DEVA trip recorder and DEV-D integration

1. Data filtering and WHO guidelines: Data filtering functionalities were improved, incorporating references to WHO air quality guidelines
2. User Interface (UI) and User Experience (UX): Usability testing led to improvements in the UI/UX, making the platform more user-friendly
3. Graphical data visualisation: Visual representations of exposure data were enhanced, allowing for comparative analyses based on trip duration, distance, and absolute time
4. Multinational testing: Field tests were conducted across various countries (UK, Austria, Spain, France, Germany, Italy, The Netherlands, Bulgaria, and Belgium)
5. Environmental condition testing: The system was evaluated under a wide range of environmental conditions, including urban and rural areas, indoor/outdoor settings, weather variations, and different times of day
6. Interactive inhaled dose graphs: Exposure metrics in DEV-D were expanded to include interactive inhaled dose visualisations, allowing users to input their gender, age, and activity level for more personalised results
7. Black Carbon (BC) sensor testing: A limited set of tests incorporated Black Carbon sensors without internal GPS functionalities toward the end of the COMPAIR project

QADOS (formerly SODAQ) sensor

Feedback and data on air pollution collected during testing were shared with QADOS to inform further product optimisations. This feedback encompassed the usability and technical characteristics of the mobile air quality sensors mounted on bikes using a holder and attached to backpacks with silicone sleeves and clips.

Outcome and future potential

The culmination of the COMPAIR project is a well-calibrated and efficient toolset for monitoring air quality along travel routes using mobile sensors such as QADOS. Comprehensive user manuals have been developed for various configurations and use cases, enabling future adoption of the DEV-D and DEVA solutions for both policy-making and educational purposes.

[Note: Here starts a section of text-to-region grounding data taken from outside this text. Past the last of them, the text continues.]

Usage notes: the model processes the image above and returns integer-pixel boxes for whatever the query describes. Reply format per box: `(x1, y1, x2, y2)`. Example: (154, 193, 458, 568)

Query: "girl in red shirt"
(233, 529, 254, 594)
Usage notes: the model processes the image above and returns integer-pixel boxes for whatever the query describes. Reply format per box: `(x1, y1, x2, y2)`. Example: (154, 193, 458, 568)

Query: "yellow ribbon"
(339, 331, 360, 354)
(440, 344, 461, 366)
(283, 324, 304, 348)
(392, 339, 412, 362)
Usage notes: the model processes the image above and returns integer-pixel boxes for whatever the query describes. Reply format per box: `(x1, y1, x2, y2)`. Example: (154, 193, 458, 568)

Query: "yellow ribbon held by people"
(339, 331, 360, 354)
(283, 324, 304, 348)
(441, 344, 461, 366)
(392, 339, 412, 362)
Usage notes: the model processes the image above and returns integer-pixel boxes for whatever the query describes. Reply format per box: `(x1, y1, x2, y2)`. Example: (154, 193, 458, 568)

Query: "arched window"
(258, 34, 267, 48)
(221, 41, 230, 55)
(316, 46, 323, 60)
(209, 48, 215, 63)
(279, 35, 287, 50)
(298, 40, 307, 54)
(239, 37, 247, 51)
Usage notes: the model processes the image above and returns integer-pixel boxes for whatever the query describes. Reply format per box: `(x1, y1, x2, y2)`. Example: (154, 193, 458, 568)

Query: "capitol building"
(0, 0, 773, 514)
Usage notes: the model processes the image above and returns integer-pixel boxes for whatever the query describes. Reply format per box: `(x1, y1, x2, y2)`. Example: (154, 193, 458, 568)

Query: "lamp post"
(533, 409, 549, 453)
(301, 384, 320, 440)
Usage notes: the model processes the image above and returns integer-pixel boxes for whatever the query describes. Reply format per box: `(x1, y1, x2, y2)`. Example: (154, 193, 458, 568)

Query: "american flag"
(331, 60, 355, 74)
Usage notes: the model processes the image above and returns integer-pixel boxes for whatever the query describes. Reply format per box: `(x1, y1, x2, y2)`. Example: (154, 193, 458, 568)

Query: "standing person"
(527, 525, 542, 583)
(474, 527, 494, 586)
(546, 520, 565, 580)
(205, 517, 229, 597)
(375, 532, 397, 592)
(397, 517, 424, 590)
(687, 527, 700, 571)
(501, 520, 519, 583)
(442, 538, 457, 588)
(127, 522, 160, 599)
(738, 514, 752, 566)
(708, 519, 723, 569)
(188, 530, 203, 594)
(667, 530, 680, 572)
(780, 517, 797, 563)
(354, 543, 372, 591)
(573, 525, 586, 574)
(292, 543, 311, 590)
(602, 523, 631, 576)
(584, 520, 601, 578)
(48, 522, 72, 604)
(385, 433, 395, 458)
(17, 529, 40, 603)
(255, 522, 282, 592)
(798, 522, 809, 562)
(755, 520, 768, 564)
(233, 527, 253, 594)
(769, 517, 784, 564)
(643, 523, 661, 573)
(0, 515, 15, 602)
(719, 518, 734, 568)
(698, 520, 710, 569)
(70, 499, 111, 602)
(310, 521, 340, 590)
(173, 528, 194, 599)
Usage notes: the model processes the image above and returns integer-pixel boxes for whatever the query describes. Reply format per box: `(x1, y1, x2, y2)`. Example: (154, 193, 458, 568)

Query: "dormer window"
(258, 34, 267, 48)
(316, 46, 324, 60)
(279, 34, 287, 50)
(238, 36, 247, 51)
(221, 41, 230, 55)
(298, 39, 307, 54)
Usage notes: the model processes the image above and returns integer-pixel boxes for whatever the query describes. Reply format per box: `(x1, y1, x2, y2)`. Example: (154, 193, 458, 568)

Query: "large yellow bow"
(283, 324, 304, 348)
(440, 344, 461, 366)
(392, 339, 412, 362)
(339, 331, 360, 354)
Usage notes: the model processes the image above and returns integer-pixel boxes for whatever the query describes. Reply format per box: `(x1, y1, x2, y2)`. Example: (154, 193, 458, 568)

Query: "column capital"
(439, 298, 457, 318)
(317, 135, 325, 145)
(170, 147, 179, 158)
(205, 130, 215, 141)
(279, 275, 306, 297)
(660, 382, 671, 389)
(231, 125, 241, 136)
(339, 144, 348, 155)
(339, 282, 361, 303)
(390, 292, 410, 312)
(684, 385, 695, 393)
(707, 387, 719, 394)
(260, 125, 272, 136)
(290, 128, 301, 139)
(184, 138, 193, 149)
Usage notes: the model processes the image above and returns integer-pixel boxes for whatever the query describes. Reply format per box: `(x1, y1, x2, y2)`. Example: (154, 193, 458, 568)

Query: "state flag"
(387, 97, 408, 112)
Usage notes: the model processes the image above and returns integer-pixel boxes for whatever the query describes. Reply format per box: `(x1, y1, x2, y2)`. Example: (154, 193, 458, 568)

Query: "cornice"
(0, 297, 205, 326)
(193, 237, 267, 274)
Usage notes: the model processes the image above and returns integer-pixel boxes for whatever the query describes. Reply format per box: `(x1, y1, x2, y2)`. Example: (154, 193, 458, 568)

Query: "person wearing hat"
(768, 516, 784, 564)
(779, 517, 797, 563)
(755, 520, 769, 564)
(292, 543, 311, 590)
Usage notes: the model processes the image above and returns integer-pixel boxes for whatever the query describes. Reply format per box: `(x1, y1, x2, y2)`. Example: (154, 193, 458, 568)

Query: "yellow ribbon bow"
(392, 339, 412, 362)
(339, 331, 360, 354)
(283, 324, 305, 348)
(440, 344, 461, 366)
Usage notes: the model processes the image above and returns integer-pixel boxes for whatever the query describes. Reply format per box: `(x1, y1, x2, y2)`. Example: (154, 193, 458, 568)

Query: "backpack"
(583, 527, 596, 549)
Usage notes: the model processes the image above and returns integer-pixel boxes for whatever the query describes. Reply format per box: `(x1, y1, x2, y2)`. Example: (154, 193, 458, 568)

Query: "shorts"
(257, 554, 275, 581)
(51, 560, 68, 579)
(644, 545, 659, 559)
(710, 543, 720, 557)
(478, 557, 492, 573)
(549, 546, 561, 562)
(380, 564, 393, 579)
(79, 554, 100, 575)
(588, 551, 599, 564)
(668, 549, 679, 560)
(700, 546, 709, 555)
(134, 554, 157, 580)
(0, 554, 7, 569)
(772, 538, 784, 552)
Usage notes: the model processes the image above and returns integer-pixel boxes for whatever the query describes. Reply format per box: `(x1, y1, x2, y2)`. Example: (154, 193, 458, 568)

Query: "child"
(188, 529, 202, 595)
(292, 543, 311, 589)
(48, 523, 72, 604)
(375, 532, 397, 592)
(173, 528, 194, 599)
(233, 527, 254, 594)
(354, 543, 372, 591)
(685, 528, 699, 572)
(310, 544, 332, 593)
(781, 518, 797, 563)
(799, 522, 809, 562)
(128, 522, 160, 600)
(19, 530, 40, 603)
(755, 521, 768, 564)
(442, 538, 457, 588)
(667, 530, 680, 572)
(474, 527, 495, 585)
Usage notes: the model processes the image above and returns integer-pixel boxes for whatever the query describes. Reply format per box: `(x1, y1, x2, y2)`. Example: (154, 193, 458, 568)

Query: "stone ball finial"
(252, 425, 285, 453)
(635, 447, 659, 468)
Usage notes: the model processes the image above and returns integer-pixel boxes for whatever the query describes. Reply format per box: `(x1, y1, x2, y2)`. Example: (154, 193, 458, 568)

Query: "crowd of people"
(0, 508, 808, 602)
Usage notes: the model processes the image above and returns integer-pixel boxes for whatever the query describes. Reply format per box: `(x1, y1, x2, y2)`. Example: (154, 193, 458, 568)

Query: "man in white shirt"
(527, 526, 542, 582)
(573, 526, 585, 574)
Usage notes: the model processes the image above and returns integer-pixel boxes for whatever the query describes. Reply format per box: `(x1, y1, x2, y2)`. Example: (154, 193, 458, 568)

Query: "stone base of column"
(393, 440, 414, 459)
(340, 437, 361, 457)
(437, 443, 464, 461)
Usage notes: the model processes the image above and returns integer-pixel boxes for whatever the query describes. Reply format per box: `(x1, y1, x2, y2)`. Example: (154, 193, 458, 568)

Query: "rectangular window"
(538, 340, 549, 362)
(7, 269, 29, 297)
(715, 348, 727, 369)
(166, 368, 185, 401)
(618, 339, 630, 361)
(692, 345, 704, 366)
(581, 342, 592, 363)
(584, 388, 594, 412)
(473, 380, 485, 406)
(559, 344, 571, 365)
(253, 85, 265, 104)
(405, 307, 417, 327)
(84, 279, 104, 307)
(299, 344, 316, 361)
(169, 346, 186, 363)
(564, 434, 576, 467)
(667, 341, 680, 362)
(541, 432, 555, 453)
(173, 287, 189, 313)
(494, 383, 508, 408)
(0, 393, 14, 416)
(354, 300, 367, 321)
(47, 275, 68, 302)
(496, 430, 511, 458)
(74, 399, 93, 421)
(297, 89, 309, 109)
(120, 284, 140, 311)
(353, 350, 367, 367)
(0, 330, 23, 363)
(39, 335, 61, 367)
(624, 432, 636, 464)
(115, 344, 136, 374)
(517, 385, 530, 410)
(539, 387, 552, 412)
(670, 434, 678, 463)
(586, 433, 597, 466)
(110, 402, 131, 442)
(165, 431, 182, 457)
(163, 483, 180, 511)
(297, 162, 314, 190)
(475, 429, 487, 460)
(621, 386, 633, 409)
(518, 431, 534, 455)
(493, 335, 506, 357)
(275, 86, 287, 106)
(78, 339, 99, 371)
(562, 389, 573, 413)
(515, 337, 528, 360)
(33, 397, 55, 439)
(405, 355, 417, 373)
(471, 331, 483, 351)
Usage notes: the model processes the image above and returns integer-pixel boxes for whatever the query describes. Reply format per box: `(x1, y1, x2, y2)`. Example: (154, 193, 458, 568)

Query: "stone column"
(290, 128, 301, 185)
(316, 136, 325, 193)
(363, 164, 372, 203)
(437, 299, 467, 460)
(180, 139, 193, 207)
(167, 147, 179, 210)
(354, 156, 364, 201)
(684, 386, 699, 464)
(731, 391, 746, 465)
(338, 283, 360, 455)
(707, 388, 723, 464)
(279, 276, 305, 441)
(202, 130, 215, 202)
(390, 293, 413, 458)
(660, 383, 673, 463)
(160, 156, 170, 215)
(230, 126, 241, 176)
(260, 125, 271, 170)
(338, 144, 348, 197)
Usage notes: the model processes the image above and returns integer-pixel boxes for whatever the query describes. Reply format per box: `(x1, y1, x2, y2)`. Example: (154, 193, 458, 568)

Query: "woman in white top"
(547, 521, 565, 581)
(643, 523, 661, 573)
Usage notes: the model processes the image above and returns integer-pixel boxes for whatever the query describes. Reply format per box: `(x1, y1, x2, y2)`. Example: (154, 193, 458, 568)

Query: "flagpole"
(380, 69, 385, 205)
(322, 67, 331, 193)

With additional development and investment, new sensors could be integrated into the DEVA-DEV-D system. There is also significant potential for scaling the visualisation of modelled air quality data across Europe, which would allow air quality monitoring using just the DEV-D trip recorder, without the need for additional hardware.

Interested parties can request to have a custom DEV-D app built for them. This would involve a SaaS agreement with the following services

1. Consultation and development: Understanding client needs and building custom dashboards or data management systems tailored to their project or organisation
2. Data integration: Offering services for data migration, cleaning, and structuring to ensure smooth implementation
3. Support and maintenance: Provide ongoing technical support, troubleshooting, system updates, performance monitoring, and other maintenance services
4. Training: Provide training and documentation for teams to efficiently use the dashboard

DEV-D is licensed under GNU General Public License v3.0. This means that if people know how, they can recreate the dashboard from the code provided. GNU GPL3 is an open source licence that allows others to use it privately, even for commercial purposes.

If interested parties aren’t able to build the dashboard themselves, they can ask owners for help. In this case, ATC would build a custom DEV-D app upon request, in line with the GNU GPL3 licence, and under the SaaS principles.